Intrahepatic splenosis mimicking liver metastasis in a patient with gastric cancer.

机构信息

Department of Surgery, Soonchunhyang University College of Medicine, Bucheon, Korea.

出版信息

J Gastric Cancer. 2011 Mar;11(1):64-8. doi: 10.5230/jgc.2011.11.1.64. Epub 2011 Mar 31.

Abstract

A 54 year old man was referred to our hospital with gastric cancer. The patient had a history of splenectomy and a left nephrectomy as a result of a traffic accident 15 years earlier. The endoscopic findings were advanced gastric cancer at the lower body of the stomach. Abdominal ultrasonography (USG) and magnetic resonance imaging demonstrated a metastatic nodule in the S2 segment of the liver. Eventually, the clinical stage was determined to be cT2cN1cM1 and a radical distal gastrectomy, lateral segmentectomy of the liver were performed. The histopathology findings confirmed the diagnosis of intrahepatic splenosis, omental splenosis. Hepatic splenosis is not rare in patients with a history of splenic trauma or splenectomy. Nevertheless, this is the first report describing a patient with gastric cancer and intrahepatic splenosis that was misinterpreted as a liver metastatic nodule.
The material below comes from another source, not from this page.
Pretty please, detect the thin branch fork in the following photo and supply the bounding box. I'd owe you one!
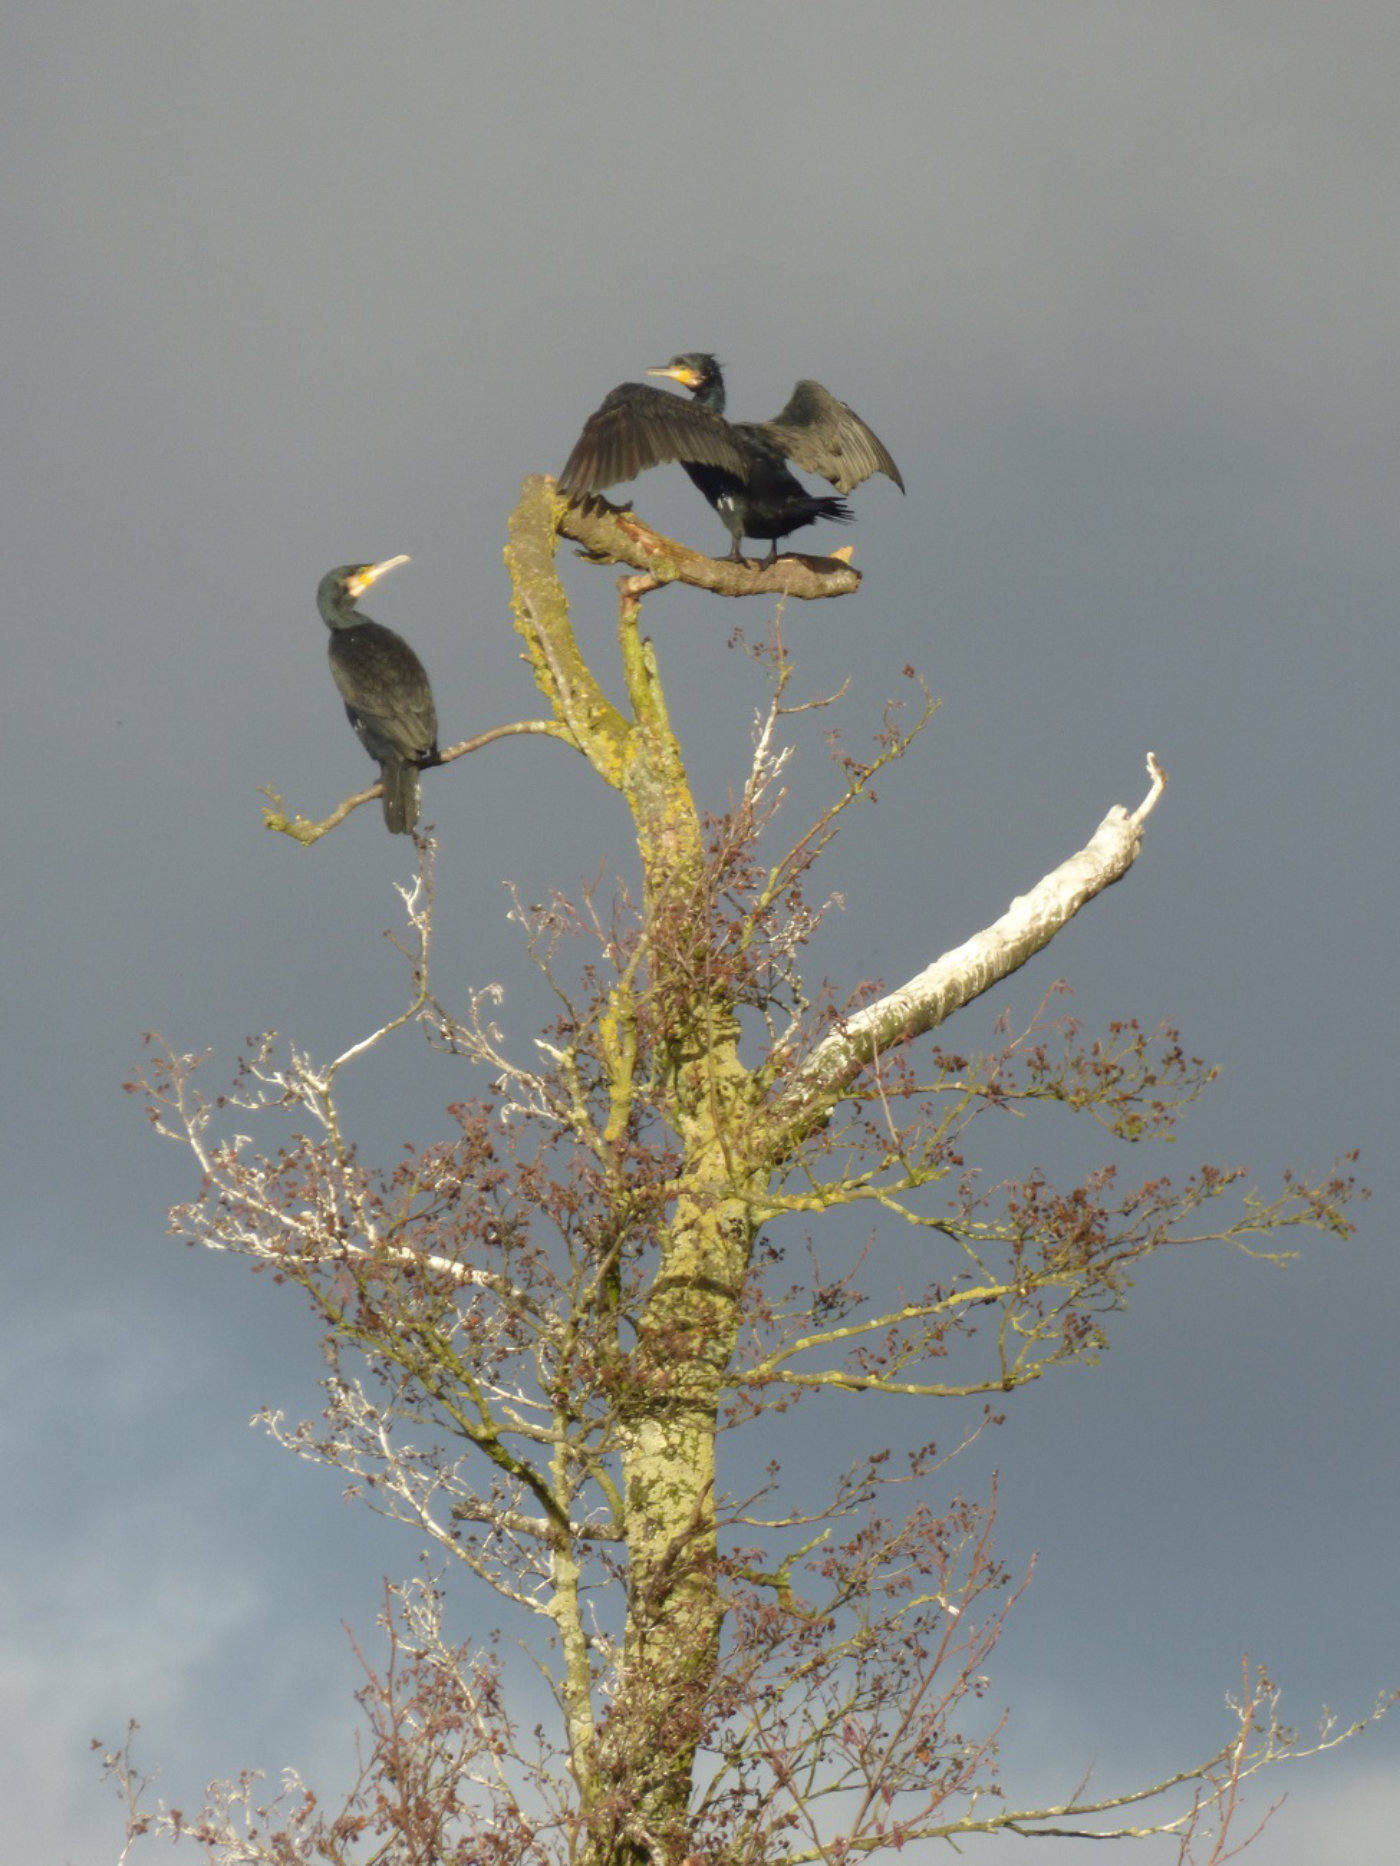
[778,755,1169,1126]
Intra-operative USG guided fine needle aspiration should be considered to avoid unnecessary liver resections in patients with a suspicious hepatic metastasis.

摘要

一位 54 岁男性因胃癌被转诊至我院。患者 15 年前因交通事故行脾切除术和左肾切除术。内镜检查发现胃体下部进展期胃癌。腹部超声(USG)和磁共振成像(MRI)显示肝 S2 段有转移结节。最终,临床分期为 cT2cN1cM1,并进行了根治性远端胃切除术和肝外侧段切除术。组织病理学检查结果证实了肝内脾组织和网膜脾组织的诊断。肝内脾组织在有脾外伤或脾切除术病史的患者中并不罕见。然而,这是首例描述胃癌合并肝内脾组织,误诊为肝转移结节的病例报告。对于可疑肝转移患者,应考虑术中超声引导下细针抽吸以避免不必要的肝切除术。